Voyez les traits, s’ilz sont point assoufflis:

puis regardez les valeurs et proufits,

dont i’ay icy la manche bien pourveue.

En ce disant sur la table estendue

ha la splendeur des dix gemmes hautaines.

Lors les ouvriers y ont la main tendue,

pour mieux iuger de leurs valeurs certaines.

Qu’en dites vous? enfans, dit lors le Maistre,

est cecy rien, pour fournir beaux atours?

Y a il point assez pour ses yeux paistre?

Sceustes vous onc, que Nature feist naistre

rien plus parfait au monde par nulz tours?

Que t’en semble il? Andrieu Mangot de Tours.

Et toy Romain, Christofle, Hieremie:

porta onc Roy tel’ richesse aux estours

sur son armet? Ie ne croiray mie.

Qu’en diras tu? Donatel de Florence,

et toy, petit Antoine de Bourdeaux?

Jean de Nymeghe, ouvrier plein d’apparence

regarde un peu la noble transparence

de ces dix corps, tant lumineux et bleaux.
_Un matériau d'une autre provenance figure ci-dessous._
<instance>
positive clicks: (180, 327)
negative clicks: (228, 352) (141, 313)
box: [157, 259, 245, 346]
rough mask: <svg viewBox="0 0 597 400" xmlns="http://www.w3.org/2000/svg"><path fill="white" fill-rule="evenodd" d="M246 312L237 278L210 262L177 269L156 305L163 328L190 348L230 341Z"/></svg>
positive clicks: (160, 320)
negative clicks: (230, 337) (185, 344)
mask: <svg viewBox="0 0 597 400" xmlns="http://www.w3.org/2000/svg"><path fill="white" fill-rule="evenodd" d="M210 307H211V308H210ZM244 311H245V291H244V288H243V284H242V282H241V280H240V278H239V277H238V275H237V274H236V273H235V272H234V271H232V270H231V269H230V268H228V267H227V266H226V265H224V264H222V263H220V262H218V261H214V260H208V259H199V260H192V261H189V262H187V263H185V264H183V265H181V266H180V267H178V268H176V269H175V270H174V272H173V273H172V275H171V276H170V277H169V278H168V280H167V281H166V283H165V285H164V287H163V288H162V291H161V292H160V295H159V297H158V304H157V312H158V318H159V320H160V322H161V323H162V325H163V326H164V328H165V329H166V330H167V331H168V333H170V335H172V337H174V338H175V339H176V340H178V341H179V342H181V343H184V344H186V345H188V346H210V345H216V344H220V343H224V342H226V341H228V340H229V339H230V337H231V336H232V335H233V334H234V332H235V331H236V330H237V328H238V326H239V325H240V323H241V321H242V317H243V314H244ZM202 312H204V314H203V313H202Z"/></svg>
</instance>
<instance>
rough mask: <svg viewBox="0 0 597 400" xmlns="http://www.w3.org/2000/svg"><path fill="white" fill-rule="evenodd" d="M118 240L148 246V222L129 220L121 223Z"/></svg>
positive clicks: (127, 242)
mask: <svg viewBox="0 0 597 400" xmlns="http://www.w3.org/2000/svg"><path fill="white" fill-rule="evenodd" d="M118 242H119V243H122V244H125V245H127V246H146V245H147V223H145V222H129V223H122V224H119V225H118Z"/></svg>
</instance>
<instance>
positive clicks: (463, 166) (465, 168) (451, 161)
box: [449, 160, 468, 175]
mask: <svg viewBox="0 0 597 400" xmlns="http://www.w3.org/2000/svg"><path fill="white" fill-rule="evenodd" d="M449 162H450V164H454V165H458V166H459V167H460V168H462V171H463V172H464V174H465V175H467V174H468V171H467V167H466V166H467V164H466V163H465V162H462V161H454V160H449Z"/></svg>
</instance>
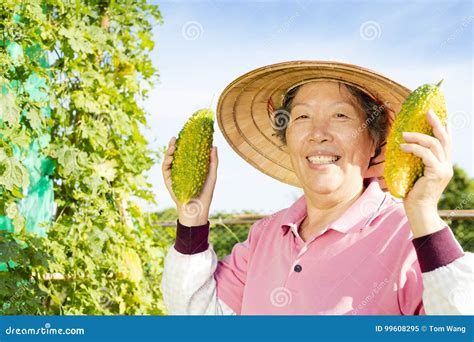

Et toy? le bruit des orfevres nouveaux

Robert le noble, illustre Bourguignon,

viens en iuger: il y gist nulz appeaux

avec le bon Margeric d’Avignon.

Approche toy, orfevre du Duc Charles,

gentil Gantois Corneille treshabille:

Iean de Rouen, ie te pry que tu parles:

tu as eu bruit de Paris iusqu’en Arles

en l’art fusoire et sculptoire et fabrile:

malleatoire aussi te fut utile.

D’architecture et de peinture ensemble

tu te meslas par tel usage et style,

que ton engin plus haut qu’humain ressemble.

Vous donques tous recents et modernes,

lesquelz Honneur equipare aux antiques,

et vous fait luire aussi cler que lanternes,

en gloire ardue, et louenges eternes,

tant que science en chante maints cantiques,

employez cy voz hauts esprits celiques

tant bien meslez. Et iugez, ie vous prie,

s’en nulz tresors, couronnes, ou reliques

vous vistes onc plus riche pierrerie.[2]

[1] LEMAIRE DE BELGES 1549/STECHER 1969, IV, p. 159 nota 1 commenta: «Nuer: unir des couleurs (Dict. Oudin), nuancer (Godefroy). Au XIVe siècle “broderie d’or et de soye nuée”».

[2] LEMAIRE DE BELGES 1549/STECHER 1969, IV, pp. 158, 161-167.